The technical and logistical pros and cons of moving your Citrix CVAD environments to the Long Term Service Release branch.

What is an LTSR?

One of the reasons we at Alchemy love to partner with Citrix is that they offer their Citrix Virtual Apps and Desktops (CVAD) platform in a Long Term Service Release (LTSR), in addition to a “Current Release” (CR) model. This lets our customers choose from two very different support and lifecycle models, depending on the needs and size of their business.
Broadly, the LTSR from Citrix is going to have a 5-year mainstream support window, with the option to purchase additional support out to 10 years, versus far less for CR.
At its core, LTSR is the same product as CR but is tailored for large enterprise production environments where longer upgrade intervals are desirable. LTSR isn’t in and of itself more stable than a similar CR release, but instead benefits from an extended support lifetime, as well as a far simpler support lifecycle.
The question of course becomes: Is the LTSR right for my organization? There are a lot of factors that play into the answer there, so let’s unpack the LTSR pros and cons a bit more, in order to understand where it would be a fit.


Where is Cloud in this conversation?


Before digging into details on CR vs LTSR, we need to first briefly discuss Citrix Cloud and where it fits into the puzzle. A full breakdown of “to Cloud or not to Cloud” is outside the scope of this discussion, but a basic review is needed to fully assess the LTSR vs. CR question. 

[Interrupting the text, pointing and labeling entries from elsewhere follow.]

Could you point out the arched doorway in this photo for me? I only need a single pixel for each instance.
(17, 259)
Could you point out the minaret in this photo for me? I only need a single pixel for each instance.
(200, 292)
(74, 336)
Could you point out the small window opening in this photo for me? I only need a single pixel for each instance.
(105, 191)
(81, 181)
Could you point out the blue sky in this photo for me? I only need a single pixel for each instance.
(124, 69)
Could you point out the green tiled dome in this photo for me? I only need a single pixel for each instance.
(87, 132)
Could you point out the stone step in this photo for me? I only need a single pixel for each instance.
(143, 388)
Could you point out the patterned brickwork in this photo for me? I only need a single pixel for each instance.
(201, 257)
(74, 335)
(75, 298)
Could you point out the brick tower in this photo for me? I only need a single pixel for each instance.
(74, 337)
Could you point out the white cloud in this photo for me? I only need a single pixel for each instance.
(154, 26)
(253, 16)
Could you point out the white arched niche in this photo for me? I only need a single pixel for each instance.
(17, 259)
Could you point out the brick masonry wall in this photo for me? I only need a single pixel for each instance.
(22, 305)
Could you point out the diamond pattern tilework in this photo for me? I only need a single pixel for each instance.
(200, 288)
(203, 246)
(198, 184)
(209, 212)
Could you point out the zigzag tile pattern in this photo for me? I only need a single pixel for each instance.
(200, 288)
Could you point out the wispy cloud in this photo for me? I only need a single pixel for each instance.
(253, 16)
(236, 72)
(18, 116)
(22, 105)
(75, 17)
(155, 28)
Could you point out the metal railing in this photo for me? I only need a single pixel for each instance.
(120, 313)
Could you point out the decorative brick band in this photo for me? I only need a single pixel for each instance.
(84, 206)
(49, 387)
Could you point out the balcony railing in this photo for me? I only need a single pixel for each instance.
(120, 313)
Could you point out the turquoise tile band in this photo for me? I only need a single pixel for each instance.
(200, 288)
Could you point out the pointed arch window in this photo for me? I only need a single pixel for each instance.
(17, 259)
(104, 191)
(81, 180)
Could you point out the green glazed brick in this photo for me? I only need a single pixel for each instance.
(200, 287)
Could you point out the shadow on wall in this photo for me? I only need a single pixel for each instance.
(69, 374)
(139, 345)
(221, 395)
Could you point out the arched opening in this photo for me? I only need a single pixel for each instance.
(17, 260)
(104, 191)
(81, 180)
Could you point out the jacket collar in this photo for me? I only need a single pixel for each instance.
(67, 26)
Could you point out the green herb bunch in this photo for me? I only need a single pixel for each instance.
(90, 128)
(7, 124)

For most organizations, “Citrix Cloud” really refers to having some or all of your CVAD control plane hosted with Citrix. When you do this, behind the scenes, Citrix is keeping your Cloud service updated to the (mostly) latest CR, and they’ll do so without much consultation with your organization. Because of this, when reading the layout below of CR vs LTSR, anytime CR is mentioned – think also, “Cloud”. LTSR is not in play if you’re using Citrix Cloud.

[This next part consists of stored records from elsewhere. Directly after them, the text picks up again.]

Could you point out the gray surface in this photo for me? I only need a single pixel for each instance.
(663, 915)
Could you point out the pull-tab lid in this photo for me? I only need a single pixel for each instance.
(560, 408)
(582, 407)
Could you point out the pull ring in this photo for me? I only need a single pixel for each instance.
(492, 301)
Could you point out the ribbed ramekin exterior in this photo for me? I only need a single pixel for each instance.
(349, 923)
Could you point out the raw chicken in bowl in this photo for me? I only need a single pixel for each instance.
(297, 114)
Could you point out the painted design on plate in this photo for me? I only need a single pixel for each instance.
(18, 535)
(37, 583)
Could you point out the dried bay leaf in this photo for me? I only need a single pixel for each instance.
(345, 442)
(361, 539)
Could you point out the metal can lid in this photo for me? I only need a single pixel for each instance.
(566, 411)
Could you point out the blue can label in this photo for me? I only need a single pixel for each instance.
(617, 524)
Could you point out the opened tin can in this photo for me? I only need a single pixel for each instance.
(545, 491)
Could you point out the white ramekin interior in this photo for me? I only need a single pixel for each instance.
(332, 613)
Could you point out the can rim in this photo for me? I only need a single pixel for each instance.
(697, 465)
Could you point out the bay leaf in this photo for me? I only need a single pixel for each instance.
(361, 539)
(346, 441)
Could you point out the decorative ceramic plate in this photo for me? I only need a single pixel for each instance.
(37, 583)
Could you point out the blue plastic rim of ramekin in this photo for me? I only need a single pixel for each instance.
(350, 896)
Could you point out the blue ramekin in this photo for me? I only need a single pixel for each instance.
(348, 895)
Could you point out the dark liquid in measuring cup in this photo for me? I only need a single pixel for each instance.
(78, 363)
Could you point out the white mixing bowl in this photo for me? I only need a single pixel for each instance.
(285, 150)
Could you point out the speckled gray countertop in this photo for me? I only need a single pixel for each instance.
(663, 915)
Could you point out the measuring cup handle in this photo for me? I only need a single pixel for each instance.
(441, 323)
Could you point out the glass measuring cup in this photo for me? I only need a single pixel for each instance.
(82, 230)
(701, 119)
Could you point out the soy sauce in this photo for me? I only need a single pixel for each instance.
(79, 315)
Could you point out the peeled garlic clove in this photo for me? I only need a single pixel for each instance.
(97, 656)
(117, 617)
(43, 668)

The positives of LTSR, quite frankly, are more numerous than the negatives, though that doesn’t necessarily mean it’s a better option – just different.
Quite simply, fewer changes tends to yield fewer issues. The LTSR and the corresponding Cumulative Updates (CUs) that may apply to it, represent the “battle tested” versions of the platform. Frequently lagging a bit in terms of features, but more than making up for that in rock-solid stability.
Update Path
Moving to the LTSR branch will help get your organization onto a Citrix upgrade cycle measured in years, not months. For a given LTSR, CUs are still issued quarterly, but are not required. Should you choose to stay on an LTSR + CU path, you can be confident those CU’s are going to contain security and bug fixes only – no new features or changes that are likely to cause issues.
Timeline Control
Leveraging LTSR gives you immense control over your upgrade timelines. With a typical issue cadence of 2 to 3 years, and up to 10 years of vendor support, you can easily get onto an update cycle that keeps you current with features and functionality, while not burdening your team with constant, quarterly upgrade cycles.
Support Work
In a world of new Windows versions every 18 seconds, we’ve become too accustomed to trying to lay the track in front of the train. With LTSR, your support and infrastructure teams can work on achieving operational support mastery of a given platform.
If your systems and operations teams are in a constant Research, Test, Upgrade, Learn Support model, there is little if any time available to really nail down a support model for a given version or platform. Your support teams and users simply become accustomed to new problems every few weeks or months. This burns out technical teams, leaves no time for platform improvement, and causes the platform’s user experience ratings to decline.
By moving to LTSR, Citrix Upgrades can be treated as projects, needed only every few years, instead of a constant operational task. This leaves your teams free to learn, master and build world-class support around a constant software version, as well as to put their time and efforts into building and improving aspects of the infrastructure.
Zero-Day Patching
Significant security vulnerabilities, no matter CR or LTSR, are always issued by Citrix for their supported platforms. Being on LTSR will grant you the same timeline and access to security patches as though you were on CR.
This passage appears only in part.